Should I invest anti-cyclically now?
We are currently experiencing a period of stock market correction. Leading indices around the world have suffered slumps. However, the current situation is nothing new – stock market corrections have always been part of the world of finance and continually occur at irregular intervals. Many investors are now considering what the current market situation means for their investment strategy and assets and what the best investment approach is. For example, should I invest anti-cyclically now?
Is anti-cyclical investment the right option for me?

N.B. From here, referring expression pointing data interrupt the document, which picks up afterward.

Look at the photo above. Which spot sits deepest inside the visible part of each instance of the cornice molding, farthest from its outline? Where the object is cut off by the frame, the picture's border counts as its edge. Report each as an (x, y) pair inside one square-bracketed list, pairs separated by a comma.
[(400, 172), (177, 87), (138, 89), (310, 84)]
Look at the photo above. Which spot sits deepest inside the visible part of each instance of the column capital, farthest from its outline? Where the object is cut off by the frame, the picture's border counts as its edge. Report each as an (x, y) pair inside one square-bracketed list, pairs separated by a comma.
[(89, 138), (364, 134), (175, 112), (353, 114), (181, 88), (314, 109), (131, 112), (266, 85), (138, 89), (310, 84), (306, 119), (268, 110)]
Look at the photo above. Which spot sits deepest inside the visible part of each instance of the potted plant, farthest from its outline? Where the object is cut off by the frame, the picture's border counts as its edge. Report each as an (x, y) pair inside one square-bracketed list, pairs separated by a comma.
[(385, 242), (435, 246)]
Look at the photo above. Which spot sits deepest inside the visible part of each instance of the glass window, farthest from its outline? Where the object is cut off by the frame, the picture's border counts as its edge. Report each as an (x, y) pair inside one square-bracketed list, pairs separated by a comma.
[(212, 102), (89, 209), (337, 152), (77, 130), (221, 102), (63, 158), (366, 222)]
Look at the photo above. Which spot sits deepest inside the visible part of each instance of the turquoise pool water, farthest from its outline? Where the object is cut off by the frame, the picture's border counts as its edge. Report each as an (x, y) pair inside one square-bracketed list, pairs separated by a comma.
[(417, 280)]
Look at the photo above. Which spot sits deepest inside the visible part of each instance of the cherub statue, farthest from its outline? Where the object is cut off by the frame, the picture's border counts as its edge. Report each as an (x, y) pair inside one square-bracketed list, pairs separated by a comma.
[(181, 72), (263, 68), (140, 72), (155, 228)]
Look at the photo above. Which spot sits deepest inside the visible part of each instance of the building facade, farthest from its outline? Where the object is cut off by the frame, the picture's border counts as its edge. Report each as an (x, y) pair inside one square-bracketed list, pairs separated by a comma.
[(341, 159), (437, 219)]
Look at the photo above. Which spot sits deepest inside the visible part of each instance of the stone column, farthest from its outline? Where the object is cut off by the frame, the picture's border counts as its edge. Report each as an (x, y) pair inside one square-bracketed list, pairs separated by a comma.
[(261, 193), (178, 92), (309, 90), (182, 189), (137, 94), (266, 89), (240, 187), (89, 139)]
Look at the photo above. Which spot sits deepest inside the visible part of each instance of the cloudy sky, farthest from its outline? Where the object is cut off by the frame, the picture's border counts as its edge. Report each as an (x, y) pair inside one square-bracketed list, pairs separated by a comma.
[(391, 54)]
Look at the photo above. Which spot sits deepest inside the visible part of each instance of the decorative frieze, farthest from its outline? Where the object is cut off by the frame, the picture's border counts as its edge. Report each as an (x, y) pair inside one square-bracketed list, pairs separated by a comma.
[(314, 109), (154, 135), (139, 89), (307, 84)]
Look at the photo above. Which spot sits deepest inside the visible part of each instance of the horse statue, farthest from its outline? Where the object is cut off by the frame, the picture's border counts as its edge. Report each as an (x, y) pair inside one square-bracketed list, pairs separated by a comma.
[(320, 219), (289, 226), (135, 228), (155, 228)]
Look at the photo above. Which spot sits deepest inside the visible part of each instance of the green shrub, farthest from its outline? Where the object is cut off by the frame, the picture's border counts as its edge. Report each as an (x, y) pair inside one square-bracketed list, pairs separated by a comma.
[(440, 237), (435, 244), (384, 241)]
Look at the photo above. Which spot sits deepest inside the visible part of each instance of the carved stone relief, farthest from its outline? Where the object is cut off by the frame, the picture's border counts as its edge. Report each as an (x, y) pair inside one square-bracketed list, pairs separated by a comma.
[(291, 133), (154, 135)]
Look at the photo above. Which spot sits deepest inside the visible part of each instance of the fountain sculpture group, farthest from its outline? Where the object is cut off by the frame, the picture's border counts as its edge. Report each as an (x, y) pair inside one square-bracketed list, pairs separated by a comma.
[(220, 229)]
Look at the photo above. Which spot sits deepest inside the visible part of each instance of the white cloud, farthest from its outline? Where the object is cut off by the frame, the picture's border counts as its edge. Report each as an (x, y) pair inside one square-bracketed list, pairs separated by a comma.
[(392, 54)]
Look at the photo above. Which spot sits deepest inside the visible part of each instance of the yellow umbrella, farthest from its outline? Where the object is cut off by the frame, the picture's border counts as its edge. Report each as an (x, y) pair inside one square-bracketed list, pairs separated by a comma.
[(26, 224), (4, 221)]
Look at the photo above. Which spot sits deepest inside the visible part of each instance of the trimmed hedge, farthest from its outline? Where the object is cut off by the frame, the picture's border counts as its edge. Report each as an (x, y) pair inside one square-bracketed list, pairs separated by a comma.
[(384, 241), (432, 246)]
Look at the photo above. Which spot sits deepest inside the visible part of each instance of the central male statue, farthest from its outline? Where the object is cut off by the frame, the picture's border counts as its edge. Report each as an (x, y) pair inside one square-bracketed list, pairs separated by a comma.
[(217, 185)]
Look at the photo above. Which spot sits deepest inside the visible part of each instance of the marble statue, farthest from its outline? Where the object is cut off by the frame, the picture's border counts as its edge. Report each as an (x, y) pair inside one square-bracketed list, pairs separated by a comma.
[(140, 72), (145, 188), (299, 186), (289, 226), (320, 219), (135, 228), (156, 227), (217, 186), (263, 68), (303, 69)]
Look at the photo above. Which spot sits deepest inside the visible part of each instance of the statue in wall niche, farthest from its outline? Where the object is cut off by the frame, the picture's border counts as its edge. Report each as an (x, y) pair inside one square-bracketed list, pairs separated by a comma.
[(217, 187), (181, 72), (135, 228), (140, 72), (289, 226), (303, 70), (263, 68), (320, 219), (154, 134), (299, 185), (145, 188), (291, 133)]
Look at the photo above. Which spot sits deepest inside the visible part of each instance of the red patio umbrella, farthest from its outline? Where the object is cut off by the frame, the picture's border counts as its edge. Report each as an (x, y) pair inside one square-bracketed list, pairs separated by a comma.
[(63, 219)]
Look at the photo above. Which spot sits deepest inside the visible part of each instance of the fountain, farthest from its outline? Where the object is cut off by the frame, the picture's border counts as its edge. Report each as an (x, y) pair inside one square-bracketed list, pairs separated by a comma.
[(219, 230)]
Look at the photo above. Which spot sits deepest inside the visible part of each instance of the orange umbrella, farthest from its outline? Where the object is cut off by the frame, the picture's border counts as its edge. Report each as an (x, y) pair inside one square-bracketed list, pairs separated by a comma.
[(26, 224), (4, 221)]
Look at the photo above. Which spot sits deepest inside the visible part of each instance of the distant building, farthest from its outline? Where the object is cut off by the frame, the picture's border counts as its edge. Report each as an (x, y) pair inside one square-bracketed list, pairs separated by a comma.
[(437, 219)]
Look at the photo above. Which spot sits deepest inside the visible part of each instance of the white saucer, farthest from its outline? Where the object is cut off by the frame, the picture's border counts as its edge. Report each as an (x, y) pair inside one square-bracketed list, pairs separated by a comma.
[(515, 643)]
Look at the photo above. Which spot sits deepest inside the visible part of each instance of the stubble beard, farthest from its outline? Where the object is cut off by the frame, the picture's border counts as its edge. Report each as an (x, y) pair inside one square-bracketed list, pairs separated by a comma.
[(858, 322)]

Although poor economic conditions and stock market corrections often unsettle investors, they can also present opportunities, particularly if you start investing at a low point and prices then climb again. It’s obviously very difficult to catch the “right time”. Nobody knows exactly when the low point has been reached and when prices will start rising again. Some investors are willing to buy securities during periods of stock market correction, consciously running the risk that their value could continue to fall or be completely wiped out. Others fear further downswings and prefer to offload securities. Be aware of this and consider whether anti-cyclical investment is consistent with your investment strategy. Your advisor would be pleased to help you assess your options.
Keep your cool
It is vital that anti-cyclical investors are able to keep a cool head. They must not start to panic if prices continue to drop instead of climbing as anticipated – and if the rest of the world seems to be pursuing a different strategy from theirs. Emotional and knee-jerk reactions must be avoided and the defined strategy always kept in mind. As is so often the case, the key factors here are a diversified portfolio – which enables you to offset losses in particular sectors, currencies or regions somewhat – and a long-term investment horizon. This allows you to manage the risk assumed and to make the most of every situation on the stock market.